I’m very excited and proud to announce that Gartner has placed Cisco into the Leaders position in the Magic Quadrant for WAN Optimization. This accomplishment reflects the substantial progress Cisco has made in developing and executing on its vision for the Cisco Intelligent WAN (IWAN) with Cisco Wide Area Application Services (WAAS) over the past three years – a record that clearly demonstrates Cisco’s ability to compete in this space.

Magic Quadrant for WAN Optimization

gartner blog pic

Source: Gartner (March 2015)

The timing couldn’t be better

The analyst research and press coverage tells us loud and clear that the WAN is hotter than ever, and for good reason: mobility, cloud and the digitization of the enterprise are changing how we consume and deliver applications. Even the applications themselves are changing, as we’ve seen with the rise of a whole new class of bandwidth-intensive and latency-sensitive mobile apps and video.

New trends have changed the game for the WAN

At one time, we in the WAN arena focused strictly on how to get packets across a static pipe, quickly and efficiently. Now, that ‘pipe’ is becoming a highly dynamic WAN fabric composed of multiple links. Users and applications are everywhere.  By 2018, Gartner predicts SaaS will become the dominant model for consuming application functionality for approximately 80% of all organizations.[1] And to compound the challenge, the Internet of Things (IoT) is coming to join the party – we estimate up to 50 billion connected things by 2020. Trying to handle these challenges with traditional techniques, tools, and processes just won’t cut it.

The next generation of the WAN will need to support a dynamic network, one that shifts from a focus on getting the most out of a single network pipe to one that manages application flows across a sophisticated multi-link WAN fabric to accommodate different applications with different needs accessed on an ever-growing number of mobile devices and connected things.

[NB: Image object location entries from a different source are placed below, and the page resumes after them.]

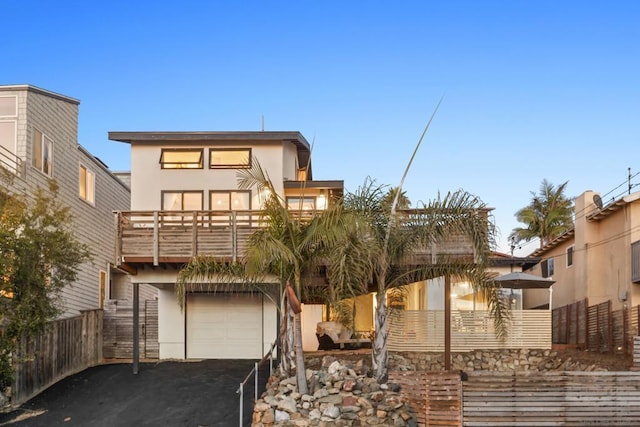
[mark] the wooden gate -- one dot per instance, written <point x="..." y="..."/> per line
<point x="435" y="397"/>
<point x="118" y="329"/>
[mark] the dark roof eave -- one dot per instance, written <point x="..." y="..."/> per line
<point x="332" y="184"/>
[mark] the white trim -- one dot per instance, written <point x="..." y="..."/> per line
<point x="88" y="172"/>
<point x="573" y="252"/>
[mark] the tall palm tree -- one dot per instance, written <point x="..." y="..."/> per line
<point x="287" y="246"/>
<point x="549" y="214"/>
<point x="381" y="251"/>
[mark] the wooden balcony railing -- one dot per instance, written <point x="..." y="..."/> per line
<point x="174" y="237"/>
<point x="423" y="330"/>
<point x="177" y="236"/>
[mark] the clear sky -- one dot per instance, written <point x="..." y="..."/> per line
<point x="532" y="89"/>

It’s Not Always About Speed

One analogy I like to use as motivation for an Intelligent WAN is a shipping department. Some packages are urgent and need next day air. Other packages are less urgent, or would cost too much to ship by air, go by ground. In today’s world with all the shipping options that exist, no one would imagine running a shipping department that only had next day air, and yet, that is how most companies have been running their WAN.

In reality, it’s even worse.  In addition to every package being next day air, they all get sent back to headquarters before going on to their actual destination, even if it’s just across town from the shipper. Extending this a bit further, you can imagine a service whereby someone is able to get more stuff into the same size shipment (i.e., WAN optimization). Useful and valuable for sure, but what is clearly apparent is that the bigger opportunity lies in moving to a multi-modal transport model, and the same is true for the WAN – a reality echoed in recent guidance from Gartner, who states hybrid will be the new normal for Next Generation Enterprise WANs.

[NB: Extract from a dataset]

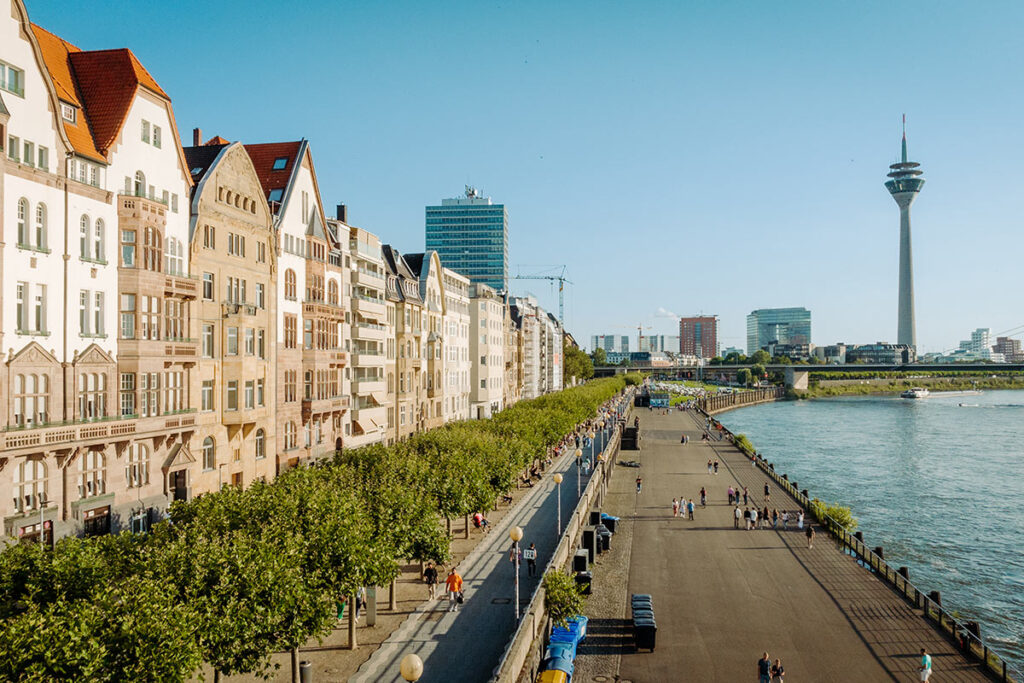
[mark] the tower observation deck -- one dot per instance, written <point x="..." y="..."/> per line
<point x="904" y="183"/>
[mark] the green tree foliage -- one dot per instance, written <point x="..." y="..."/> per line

What does a dynamic hybrid WAN do?

A dynamic hybrid WAN can continuously monitor the various links between sites and use knowledge of the applications – along with defined user policy – to direct application flows over the link best suited for that traffic. It ensures optimal usage of the bandwidth available across multiple links (including MPLS, DSL, 3G/4G/LTE, and more), ensures application experience for mission critical tasks, and provides resiliency in case of failure in any part of the network including the Service Provider.

Cisco has made several advancements over the last year to help customers enable a dynamic hybrid WAN.

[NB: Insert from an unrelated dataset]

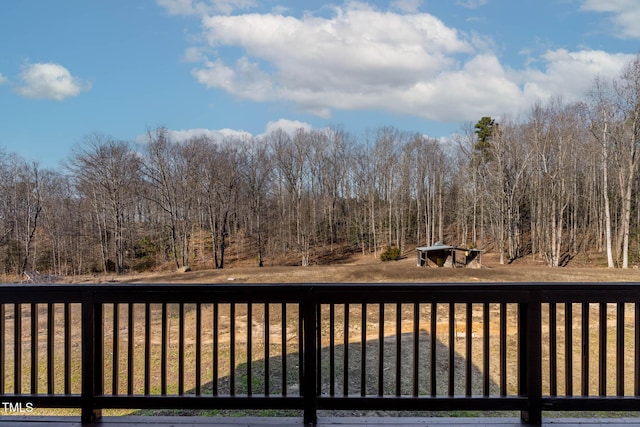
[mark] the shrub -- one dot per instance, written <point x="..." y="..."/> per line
<point x="390" y="254"/>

  • Performance Routing (PfR) V3 complements all the application acceleration and WAN offload of Cisco WAAS by then selecting the best path based on metrics that very few vendors can provide (jitter, latency, packet loss), and easily scales across 2000 sites with pre-defined templates for application best practices.
  • Cisco WAAS with Akamai offers new levels of Web and mobile acceleration unlike any other vendor in the industry. We have taken Akamai’s platform that has solved the physical problem of degradation of application performance caused by distance between the user and applications, and have extended their intelligent caching to the branch office where most business face severe bandwidth constraints.
  • Cisco ISR 4000 includes an award-winning architecture designed from the ground up to deliver on the intelligent WAN vision, including running the full-suite of Cisco WAAS services natively on the platform with dedicated resources. This dramatically simplifies deployment and reduces branch operational complexity.


I plan to follow up this blog with a deeper dive into Cisco’s application optimization strategy. But if you’d like to get a preview, check out our white paper: “Cisco IWAN Application Optimization.

It’s been a journey to navigate changes in the enterprise, and the Cisco team is appreciative of the partnership we have had with customers to evolve Cisco WAAS into the world-class solution it is today. The recognition from the industry, most recently from Gartner, makes it even more exciting for those of us who cover the WAN space.

[1] Gartner Report: Forecast Overview: Public Cloud Services, Worldwide, 2014 Update, Ed Anderson, September 2014 (G00261926)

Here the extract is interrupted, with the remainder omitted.